OpenMP task basics (part 1)

Objectives

  • Learn the basic terminology.

  • Learn about the task construct.

  • Learn more about data sharing rules.

  • Learn how to construct a task graph in a three-based manner.

  • Learn how to construct a task graph in a centralised manner.

  • Learn how to wait tasks to complete their execution.

Important

The Kebnekaise login and compute nodes have the OMP_NUM_THREADS environmental variable set to 1 by default.

  1. If you are using the Kebnekaise login nodes to experiment with OpenMP, then it is important to set the OMP_NUM_THREADS environmental variable to some reasonable value:

    $ export OMP_NUM_THREADS=8
    

    Please note that you are not allowed to run long computations on the login nodes!

  2. If you are using the Kebnekaise compute nodes to experiment with OpenMP, then either unset the OMP_NUM_THREADS environmental variable:

    $ unset OMP_NUM_THREADS
    

    or, if you specified the --cpus-per-task=<cpu count> SLURM argument, set the OMP_NUM_THREADS environmental variable to the number of CPU cores available for the task:

    $ export OMP_NUM_THREADS=$SLURM_CPUS_PER_TASK
    

Terminology

Let us go through some basic terminology:

Task

A specific instance of executable code and its data environment that the OpenMP implementation can schedule for execution by threads.

Task region

A region consisting of all code encountered during the execution of a task.

Implicit task

A task generated by an implicit parallel region or generated when a parallel construct is encountered during execution.

Initial task

An implicit task associated with an implicit parallel region.

Explicit task

A task that is not an implicit task.

We can see that each implicit parallel region or parallel construct creates a set of implicit tasks.
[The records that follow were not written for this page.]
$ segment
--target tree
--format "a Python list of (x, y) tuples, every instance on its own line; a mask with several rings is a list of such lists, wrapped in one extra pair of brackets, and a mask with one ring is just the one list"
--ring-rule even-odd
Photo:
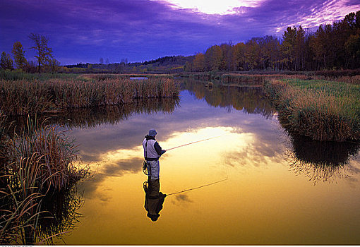
[(53, 59), (52, 49), (49, 47), (47, 43), (49, 39), (44, 35), (31, 33), (29, 39), (35, 42), (35, 46), (30, 47), (36, 51), (37, 55), (34, 56), (37, 59), (37, 72), (40, 73), (42, 66), (44, 66)]
[(60, 62), (55, 59), (52, 59), (47, 61), (47, 70), (52, 72), (56, 72), (59, 70)]
[(195, 56), (195, 59), (193, 61), (194, 71), (205, 71), (205, 55), (202, 53), (198, 53)]
[(5, 52), (1, 53), (1, 58), (0, 59), (0, 68), (3, 69), (13, 70), (13, 59), (9, 54), (7, 54)]
[(28, 61), (25, 58), (25, 51), (23, 48), (23, 44), (18, 41), (13, 43), (13, 53), (15, 64), (16, 67), (20, 69), (24, 69), (28, 64)]
[(296, 28), (287, 27), (286, 31), (282, 35), (282, 44), (281, 44), (281, 50), (284, 55), (282, 62), (287, 65), (288, 69), (294, 68), (294, 47), (296, 41)]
Each implicit task is assigned to a different thread in the created team. That is, you have already done task-based programming!

Binding thread set

The set of threads that are affected by, or provide the context for, the execution of a region.

Binding implicit task

The implicit task of the current thread team assigned to the encountering thread.

Most OpenMP constructs have a binding thread set that defines the threads involved in the construct. We can also see that the current team is bound to a binding implicit task. These terms will help us to understand where the tasks are executed.

We also need to understand how tasks are related to each others:

Current task

For a given thread, the task corresponding to the task region in which it is executing.

Child task

A task is a child task of its generating task region.

Sibling tasks

Tasks that are child tasks of the same task region.

Descendent task

A task that is the child task of a task region or of one of its descendent task regions.

We can see that tasks can generate child tasks and these child tasks can generate more child tasks.

Finally, we can see that OpenMP tasks can have dependences between them:

Task dependence

An ordering relation between two sibling tasks: the dependent task and a previously generated predecessor task. The task dependence is fulfilled when the predecessor task has completed.

Dependent task

A task that because of a task dependence cannot be executed until its predecessor tasks have completed.

Task construct

The simplest way to create an explicit task in OpenMP is the task construct:

#pragma omp task [clause[ [,] clause] ... ] new-line
    structured-block

The thread that encounters the task construct creates an explicit task from the structured block. The encountering thread

  • may execute the task immediately or

  • defer its execution to one of the other threads in the team.

A task is always bound to the innermost parallel region. If a task construct is encountered outside a parallel region, then the structured block is executed immediately by the encountering thread.

The task construct accepts a set of clauses:

if([ task :] scalar-expression)
final(scalar-expression)
untied
default(shared | none)
mergeable
private(list)
firstprivate(list)
shared(list)
in_reduction(reduction-identifier : list)
depend([depend-modifier,] dependence-type : locator-list)
priority(priority-value)
allocate([allocator :] list)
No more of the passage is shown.